Такие неженки никогда не привлекали Алексея. С ними проблемно и муторно. Затратно, нудно и долго. Волнами разбиваться перед ними нужно, очаровывать, вдохновлять, удивлять. Чтобы разок другой кувыркнуться и распрощаться. А их натуры ранимые, близко к сердцу принимающие, проклятиями после осыпающие. На хрен ему карма подпорченная? Проще там, где тонко и само предлагается, пусть даже после презентованной бутылки шампанского и пары коктейлей. Иногда, конечно, хотелось поохотиться, поухаживать, но надолго Воронцова не хватало. Утолял жажду рыцарства и обратно возвращался.

— Алексей, — представился Воронцов, ощущая тот же пожар.

Они безмолвно смотрели друг на друга несколько секунд, пока:

— Привееет, — певуче протянул голос рядом. Воронцов, разорвав гляделки, переключил с трудом внимание на озорную блондинку, переминающуюся с ноги на ногу с хищной улыбкой. — Я Кристина, — впихнула свою руку в ладонь Воронцова.

4. Глава 4.

Наши дни

— Ты пересолила пюре. Его невозможно есть, — недовольно пробурчала в трубку Татьяна Борисовна, мама Полины.

Не прошло и десяти минут, как девушка отъехала от клинической больницы. Им с матерью хватило пяти минут свидания, чтобы у Полины возникло малодушное желание того, чтобы родительницу продержали в отделении как можно дольше. И желательно в неврологии.

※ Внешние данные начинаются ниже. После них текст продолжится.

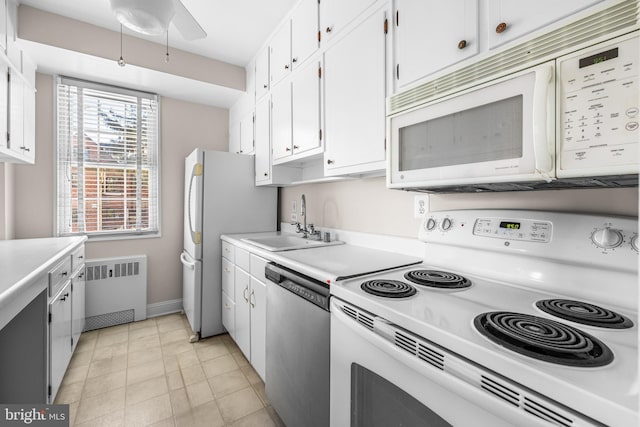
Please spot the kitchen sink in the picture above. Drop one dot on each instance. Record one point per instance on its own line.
(285, 242)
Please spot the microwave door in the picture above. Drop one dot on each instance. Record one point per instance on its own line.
(496, 133)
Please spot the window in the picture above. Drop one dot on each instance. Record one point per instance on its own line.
(107, 160)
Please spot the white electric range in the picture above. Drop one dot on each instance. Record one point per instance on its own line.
(533, 322)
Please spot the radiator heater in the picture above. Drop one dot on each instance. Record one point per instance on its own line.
(116, 291)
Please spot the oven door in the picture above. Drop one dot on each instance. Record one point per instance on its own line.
(502, 131)
(374, 383)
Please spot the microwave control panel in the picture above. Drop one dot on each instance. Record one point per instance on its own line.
(514, 229)
(598, 100)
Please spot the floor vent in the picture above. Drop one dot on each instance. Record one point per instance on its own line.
(116, 291)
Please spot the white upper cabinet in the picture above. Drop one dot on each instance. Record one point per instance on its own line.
(280, 61)
(262, 73)
(335, 15)
(281, 121)
(354, 101)
(432, 35)
(305, 98)
(304, 31)
(263, 141)
(509, 19)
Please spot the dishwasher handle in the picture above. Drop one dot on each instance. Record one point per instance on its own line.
(311, 290)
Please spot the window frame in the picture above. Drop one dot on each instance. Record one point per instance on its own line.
(107, 235)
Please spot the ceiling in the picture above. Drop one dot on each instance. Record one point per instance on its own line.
(235, 29)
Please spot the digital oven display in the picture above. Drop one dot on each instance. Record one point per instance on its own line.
(510, 225)
(598, 58)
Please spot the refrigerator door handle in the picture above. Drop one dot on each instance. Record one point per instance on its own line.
(196, 236)
(183, 259)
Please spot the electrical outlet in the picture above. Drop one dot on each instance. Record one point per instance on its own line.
(420, 206)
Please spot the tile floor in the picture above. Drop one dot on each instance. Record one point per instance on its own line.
(148, 374)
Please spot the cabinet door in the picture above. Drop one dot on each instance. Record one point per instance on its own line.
(262, 73)
(306, 108)
(243, 312)
(229, 315)
(16, 108)
(509, 19)
(304, 31)
(432, 35)
(281, 120)
(246, 134)
(354, 105)
(336, 14)
(258, 302)
(59, 337)
(77, 306)
(263, 141)
(280, 63)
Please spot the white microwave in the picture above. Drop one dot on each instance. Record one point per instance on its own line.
(570, 121)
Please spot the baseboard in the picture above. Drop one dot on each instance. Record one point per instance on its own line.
(164, 307)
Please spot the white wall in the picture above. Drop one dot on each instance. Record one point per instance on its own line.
(184, 126)
(366, 205)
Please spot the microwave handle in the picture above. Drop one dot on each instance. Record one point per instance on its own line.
(543, 113)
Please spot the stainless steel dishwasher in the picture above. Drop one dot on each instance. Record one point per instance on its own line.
(297, 377)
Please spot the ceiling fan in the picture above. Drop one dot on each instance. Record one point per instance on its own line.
(152, 17)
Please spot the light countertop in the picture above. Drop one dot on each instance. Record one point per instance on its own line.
(326, 263)
(23, 264)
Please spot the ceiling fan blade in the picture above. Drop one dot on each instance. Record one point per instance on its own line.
(186, 23)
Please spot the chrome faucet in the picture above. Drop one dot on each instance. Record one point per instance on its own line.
(303, 212)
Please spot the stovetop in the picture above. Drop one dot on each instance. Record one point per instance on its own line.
(514, 275)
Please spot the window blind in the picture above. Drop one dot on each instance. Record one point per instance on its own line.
(107, 160)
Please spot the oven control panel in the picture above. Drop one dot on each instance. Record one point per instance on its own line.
(514, 229)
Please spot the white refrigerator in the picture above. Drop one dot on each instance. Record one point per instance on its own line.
(220, 198)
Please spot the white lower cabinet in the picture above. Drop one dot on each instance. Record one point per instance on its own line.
(245, 315)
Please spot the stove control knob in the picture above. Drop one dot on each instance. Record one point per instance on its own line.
(607, 238)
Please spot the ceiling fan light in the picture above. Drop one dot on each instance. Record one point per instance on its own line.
(150, 17)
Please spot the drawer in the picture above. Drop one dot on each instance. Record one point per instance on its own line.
(228, 282)
(59, 275)
(242, 259)
(257, 267)
(77, 258)
(228, 251)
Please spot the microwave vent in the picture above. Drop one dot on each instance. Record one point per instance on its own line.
(604, 24)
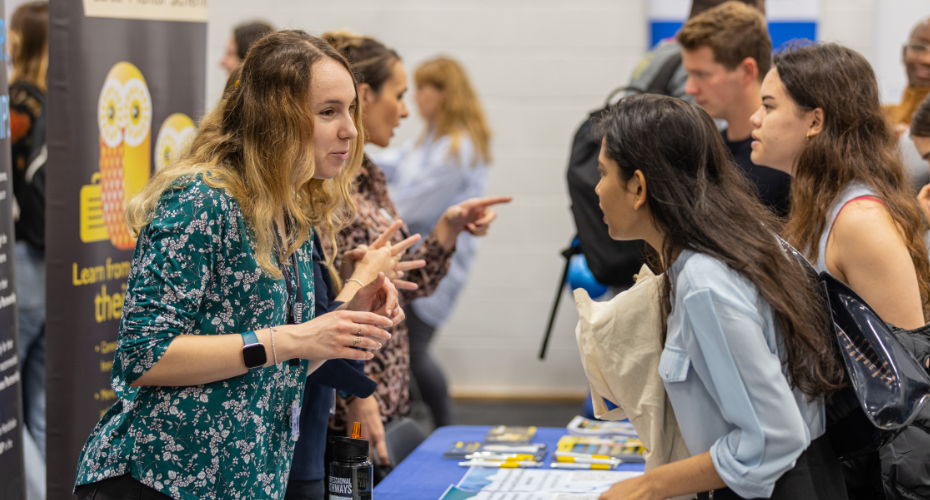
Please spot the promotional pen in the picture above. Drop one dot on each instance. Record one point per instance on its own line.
(508, 457)
(500, 465)
(503, 448)
(559, 465)
(582, 455)
(588, 460)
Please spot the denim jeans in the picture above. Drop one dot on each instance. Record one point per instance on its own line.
(30, 301)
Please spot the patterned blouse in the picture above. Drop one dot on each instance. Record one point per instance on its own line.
(194, 273)
(390, 367)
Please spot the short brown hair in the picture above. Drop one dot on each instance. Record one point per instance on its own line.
(733, 31)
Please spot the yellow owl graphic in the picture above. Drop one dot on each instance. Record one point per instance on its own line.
(174, 135)
(124, 116)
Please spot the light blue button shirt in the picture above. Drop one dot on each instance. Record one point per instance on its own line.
(424, 179)
(723, 373)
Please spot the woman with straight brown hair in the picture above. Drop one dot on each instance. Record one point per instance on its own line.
(382, 85)
(218, 332)
(447, 165)
(29, 54)
(851, 210)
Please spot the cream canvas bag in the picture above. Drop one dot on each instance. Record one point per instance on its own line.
(620, 344)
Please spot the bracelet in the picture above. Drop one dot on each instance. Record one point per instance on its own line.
(273, 353)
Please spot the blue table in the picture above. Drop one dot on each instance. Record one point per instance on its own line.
(425, 475)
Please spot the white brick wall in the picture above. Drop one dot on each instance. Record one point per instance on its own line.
(539, 66)
(878, 29)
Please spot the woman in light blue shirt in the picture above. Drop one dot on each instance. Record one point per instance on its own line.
(748, 356)
(447, 165)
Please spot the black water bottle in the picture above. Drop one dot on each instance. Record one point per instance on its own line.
(350, 471)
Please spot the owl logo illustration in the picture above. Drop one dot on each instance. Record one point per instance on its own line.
(175, 134)
(124, 117)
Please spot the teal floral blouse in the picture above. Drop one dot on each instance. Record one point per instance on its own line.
(194, 273)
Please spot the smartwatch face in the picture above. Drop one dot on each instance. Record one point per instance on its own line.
(254, 356)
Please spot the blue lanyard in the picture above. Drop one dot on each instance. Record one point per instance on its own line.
(296, 313)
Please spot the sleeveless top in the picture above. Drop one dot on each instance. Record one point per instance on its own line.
(852, 191)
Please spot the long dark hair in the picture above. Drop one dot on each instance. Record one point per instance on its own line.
(857, 144)
(700, 201)
(371, 60)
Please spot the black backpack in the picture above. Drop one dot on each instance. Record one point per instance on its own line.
(611, 262)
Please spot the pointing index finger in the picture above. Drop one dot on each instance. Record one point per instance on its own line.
(493, 200)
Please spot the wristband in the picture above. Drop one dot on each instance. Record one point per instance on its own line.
(253, 352)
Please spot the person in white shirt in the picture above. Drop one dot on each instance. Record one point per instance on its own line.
(446, 165)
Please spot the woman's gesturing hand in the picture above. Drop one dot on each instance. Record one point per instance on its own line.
(339, 334)
(378, 297)
(364, 262)
(472, 215)
(637, 488)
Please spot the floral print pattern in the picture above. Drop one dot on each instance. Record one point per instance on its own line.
(194, 273)
(390, 367)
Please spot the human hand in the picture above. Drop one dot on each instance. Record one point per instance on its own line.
(365, 262)
(637, 488)
(335, 335)
(473, 215)
(923, 201)
(378, 297)
(901, 129)
(367, 412)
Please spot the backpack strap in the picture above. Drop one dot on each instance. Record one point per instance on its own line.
(660, 83)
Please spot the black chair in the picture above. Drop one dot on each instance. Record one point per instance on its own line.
(402, 436)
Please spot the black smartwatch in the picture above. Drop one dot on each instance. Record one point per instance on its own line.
(253, 352)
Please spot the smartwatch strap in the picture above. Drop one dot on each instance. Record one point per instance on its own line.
(249, 338)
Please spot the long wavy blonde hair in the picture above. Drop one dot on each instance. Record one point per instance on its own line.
(29, 44)
(459, 111)
(257, 144)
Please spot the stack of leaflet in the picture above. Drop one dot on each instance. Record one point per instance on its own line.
(503, 447)
(580, 426)
(618, 448)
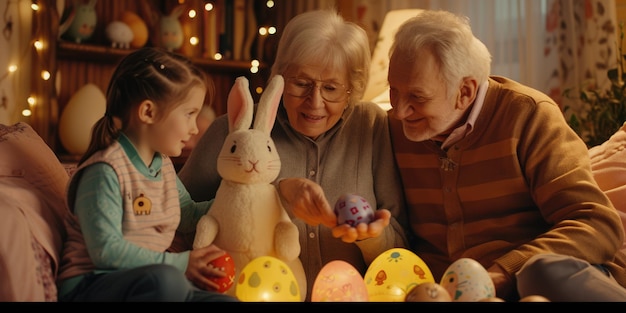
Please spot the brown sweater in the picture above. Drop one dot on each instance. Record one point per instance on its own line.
(519, 184)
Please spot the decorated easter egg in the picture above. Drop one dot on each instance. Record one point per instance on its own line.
(267, 279)
(338, 281)
(467, 280)
(82, 111)
(392, 275)
(226, 264)
(428, 292)
(353, 209)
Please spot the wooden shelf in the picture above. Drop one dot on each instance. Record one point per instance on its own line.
(103, 54)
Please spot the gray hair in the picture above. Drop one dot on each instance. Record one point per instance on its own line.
(449, 36)
(324, 37)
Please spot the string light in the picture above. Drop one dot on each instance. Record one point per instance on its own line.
(39, 45)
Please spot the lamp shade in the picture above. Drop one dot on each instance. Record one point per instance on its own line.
(82, 111)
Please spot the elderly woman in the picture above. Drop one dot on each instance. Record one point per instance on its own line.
(325, 137)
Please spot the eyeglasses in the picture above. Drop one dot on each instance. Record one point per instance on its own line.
(302, 87)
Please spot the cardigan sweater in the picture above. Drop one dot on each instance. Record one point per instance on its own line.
(519, 184)
(354, 156)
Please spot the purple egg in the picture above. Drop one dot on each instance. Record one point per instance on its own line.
(353, 209)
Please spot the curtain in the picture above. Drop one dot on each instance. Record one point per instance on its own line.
(550, 45)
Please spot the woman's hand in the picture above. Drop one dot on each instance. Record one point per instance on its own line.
(198, 269)
(362, 231)
(306, 200)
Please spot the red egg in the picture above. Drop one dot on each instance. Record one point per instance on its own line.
(353, 209)
(224, 263)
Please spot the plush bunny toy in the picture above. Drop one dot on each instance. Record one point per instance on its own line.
(247, 218)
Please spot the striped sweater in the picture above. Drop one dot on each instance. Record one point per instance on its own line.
(519, 184)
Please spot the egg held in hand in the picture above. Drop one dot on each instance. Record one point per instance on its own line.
(353, 209)
(226, 264)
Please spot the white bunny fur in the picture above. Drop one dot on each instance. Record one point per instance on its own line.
(247, 218)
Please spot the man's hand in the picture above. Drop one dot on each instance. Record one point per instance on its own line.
(362, 231)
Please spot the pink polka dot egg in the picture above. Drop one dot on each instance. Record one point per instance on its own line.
(353, 209)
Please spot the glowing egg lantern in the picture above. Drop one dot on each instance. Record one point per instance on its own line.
(468, 281)
(353, 209)
(267, 279)
(338, 281)
(82, 111)
(392, 275)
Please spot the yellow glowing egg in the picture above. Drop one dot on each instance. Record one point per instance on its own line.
(338, 281)
(267, 279)
(392, 275)
(468, 281)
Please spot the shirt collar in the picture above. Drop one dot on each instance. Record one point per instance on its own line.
(133, 155)
(465, 129)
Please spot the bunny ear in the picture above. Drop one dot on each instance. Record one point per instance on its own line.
(268, 104)
(240, 105)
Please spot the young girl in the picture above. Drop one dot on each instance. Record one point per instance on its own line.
(125, 198)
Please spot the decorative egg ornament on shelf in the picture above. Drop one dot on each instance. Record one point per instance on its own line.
(353, 209)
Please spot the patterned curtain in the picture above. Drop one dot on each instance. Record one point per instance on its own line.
(582, 36)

Пихнув матери пакеты с наготовленной едой под сквернословный поток недовольства и проклятий всей системе здравоохранения, девушка молча покинула стационар, доселе поинтересовавшись лишь днем выписки родительницы.

— Выброси, — ровным тоном посоветовала Полина, зажав телефон между ухом и плечом.

Двумя руками потянулась к заклинившей рукоятке, чтобы приоткрыть окно. Девушке становилось душно.

Деструктивная реакция родом из детства каждый раз срабатывала как инстинкт. И пусть сейчас Полине справляться с ней стало гораздо легче, но укоренившиеся на подкорке защитные функции включались по умолчанию.

— А что я, по-твоему, буду есть? — возмутилась родительница. — Ты хоть представляешь себе, чем здесь кормят? Даже зеки питаются лучше, — умозаключила Татьяна Борисовна.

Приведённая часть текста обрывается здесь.